12. The interface apparatus of claim 11, further comprising a coupling plane, the coupling plane comprising the plurality of first connectors and the plurality of second connectors arranged in a plurality of rows.
13. The interface apparatus of claim 11, wherein:
the interface apparatus has an annular shape with an inner edge and an outer edge; and
a portion of the plurality of connectors is arranged in a curved line between the inner edge and the outer edge.
14. A method for testing a device, comprising:
executing a plurality of test instructions in a processor in an automatic tester not having a radio frequency module and a high speed data module, the plurality of test instructions operable to test a device;
generating a plurality of test signals associated with the plurality of test instructions in a test assembly including a radio frequency module and a high speed data module; and
communicating the plurality of test signals to the device using an interface apparatus, the interface apparatus comprising a plurality of connectors, each connector operable to communicate at least one signal of the plurality of test signals.
15. The method of claim 14, wherein the plurality of test signals comprises a radio frequency signal and a high speed digital signal.
16. The method of claim 14, wherein the plurality of test signals comprises a radio frequency signal and a high speed digital signal, and further comprising:
communicating the radio frequency signal at a first connector of the plurality of connectors; and
communicating the high speed digital signal at a second connector of the plurality of connectors.
17. The method of claim 14, wherein the interface apparatus comprises a coupling plane, the coupling plane comprising the plurality of connectors arranged in a plurality of rows.
18. The method of claim 14, wherein:
the interface apparatus has an annular shape with an inner edge and an outer edge; and
a portion of the plurality of connectors is arranged in a curved line between the inner edge and the outer edge.

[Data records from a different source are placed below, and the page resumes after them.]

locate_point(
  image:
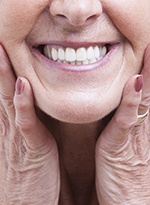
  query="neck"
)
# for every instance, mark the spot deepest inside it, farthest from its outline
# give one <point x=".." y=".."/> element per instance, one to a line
<point x="76" y="146"/>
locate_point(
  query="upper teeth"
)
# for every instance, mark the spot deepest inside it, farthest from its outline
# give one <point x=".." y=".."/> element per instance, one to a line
<point x="80" y="56"/>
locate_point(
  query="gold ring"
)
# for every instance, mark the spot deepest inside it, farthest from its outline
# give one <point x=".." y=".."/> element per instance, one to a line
<point x="141" y="118"/>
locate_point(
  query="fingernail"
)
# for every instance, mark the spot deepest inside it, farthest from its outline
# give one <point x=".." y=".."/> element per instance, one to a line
<point x="138" y="83"/>
<point x="19" y="86"/>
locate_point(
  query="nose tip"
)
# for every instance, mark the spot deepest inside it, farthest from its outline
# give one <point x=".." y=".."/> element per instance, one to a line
<point x="77" y="12"/>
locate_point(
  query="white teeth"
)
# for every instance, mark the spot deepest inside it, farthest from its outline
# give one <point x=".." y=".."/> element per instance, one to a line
<point x="81" y="54"/>
<point x="70" y="54"/>
<point x="90" y="53"/>
<point x="75" y="57"/>
<point x="54" y="54"/>
<point x="61" y="54"/>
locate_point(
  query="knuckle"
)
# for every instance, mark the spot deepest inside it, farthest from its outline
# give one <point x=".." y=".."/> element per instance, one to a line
<point x="4" y="124"/>
<point x="25" y="126"/>
<point x="122" y="123"/>
<point x="7" y="100"/>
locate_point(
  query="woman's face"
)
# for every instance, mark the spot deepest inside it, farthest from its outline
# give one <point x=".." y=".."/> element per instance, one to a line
<point x="77" y="54"/>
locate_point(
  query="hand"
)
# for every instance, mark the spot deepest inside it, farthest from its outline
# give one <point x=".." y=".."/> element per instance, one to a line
<point x="29" y="167"/>
<point x="123" y="148"/>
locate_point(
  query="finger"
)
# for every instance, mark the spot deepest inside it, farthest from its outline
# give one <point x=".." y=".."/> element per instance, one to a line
<point x="145" y="102"/>
<point x="115" y="135"/>
<point x="7" y="81"/>
<point x="27" y="122"/>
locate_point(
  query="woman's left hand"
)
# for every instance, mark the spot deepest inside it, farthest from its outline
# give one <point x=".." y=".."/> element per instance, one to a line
<point x="123" y="148"/>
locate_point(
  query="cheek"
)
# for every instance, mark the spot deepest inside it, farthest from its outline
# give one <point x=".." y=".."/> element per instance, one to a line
<point x="17" y="18"/>
<point x="131" y="18"/>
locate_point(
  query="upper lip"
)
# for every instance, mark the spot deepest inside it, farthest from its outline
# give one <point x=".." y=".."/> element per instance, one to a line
<point x="74" y="45"/>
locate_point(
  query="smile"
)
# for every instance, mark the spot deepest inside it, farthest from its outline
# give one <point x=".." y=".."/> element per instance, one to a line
<point x="79" y="56"/>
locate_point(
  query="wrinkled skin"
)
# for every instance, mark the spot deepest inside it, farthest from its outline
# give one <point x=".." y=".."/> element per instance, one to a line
<point x="35" y="155"/>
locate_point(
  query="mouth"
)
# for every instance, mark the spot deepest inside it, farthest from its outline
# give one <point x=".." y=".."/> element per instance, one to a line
<point x="80" y="55"/>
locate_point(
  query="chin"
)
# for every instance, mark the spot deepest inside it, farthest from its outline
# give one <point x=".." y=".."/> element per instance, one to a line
<point x="79" y="113"/>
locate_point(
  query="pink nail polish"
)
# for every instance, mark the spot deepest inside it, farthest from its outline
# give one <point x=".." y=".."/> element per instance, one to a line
<point x="19" y="86"/>
<point x="138" y="83"/>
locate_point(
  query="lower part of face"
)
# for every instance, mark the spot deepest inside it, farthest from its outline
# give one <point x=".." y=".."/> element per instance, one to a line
<point x="72" y="91"/>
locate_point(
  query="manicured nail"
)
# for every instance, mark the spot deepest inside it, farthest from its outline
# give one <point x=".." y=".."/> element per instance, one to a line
<point x="138" y="83"/>
<point x="19" y="86"/>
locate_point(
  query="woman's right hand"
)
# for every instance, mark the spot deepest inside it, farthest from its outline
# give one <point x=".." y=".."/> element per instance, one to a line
<point x="29" y="165"/>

19. A system for testing a device, comprising:
a processor in an automatic tester, which does not include a radio frequency module and a high speed data module, operable to execute a plurality of test instructions, the plurality of test instructions operable to test a device; and
a test assembly including a high speed data (HSD) module and a radio frequency (RF) module operable to generate a plurality of test signals associated with the plurality of test instructions, the plurality of test signals comprising a radio frequency signal and a high speed digital signal, located at a test assembly comprising a movable rack, the movable rack operable to transport the test assembly from a first location to a second location; and move the test assembly from a first height to a second height;
an interface apparatus coupled to the processor and operable to communicate the plurality of test signals to the device, the interface apparatus comprising a coupling plane, the coupling plane comprising a plurality of connectors arranged in a plurality of rows, the interface apparatus having an annular shape with an inner edge and an outer edge, a portion of the plurality of connectors arranged in a curved line between the inner edge and the outer edge, each connector of the plurality of connectors operable to communicate at least one signal of the plurality of test signals, the plurality of connectors comprising a first connector operable to communicate the radio frequency signal and a second connector operable to communicate the high speed digital signal;
a plurality of test modules coupled to the processor, the plurality of test modules operable to transmit the plurality of test signals to the interface apparatus;
a test head coupled to the interface apparatus and operable to apply the plurality of test signals to the device; and
a handler coupled to the interface apparatus and operable to automatically position the device substantially proximate to the interface apparatus.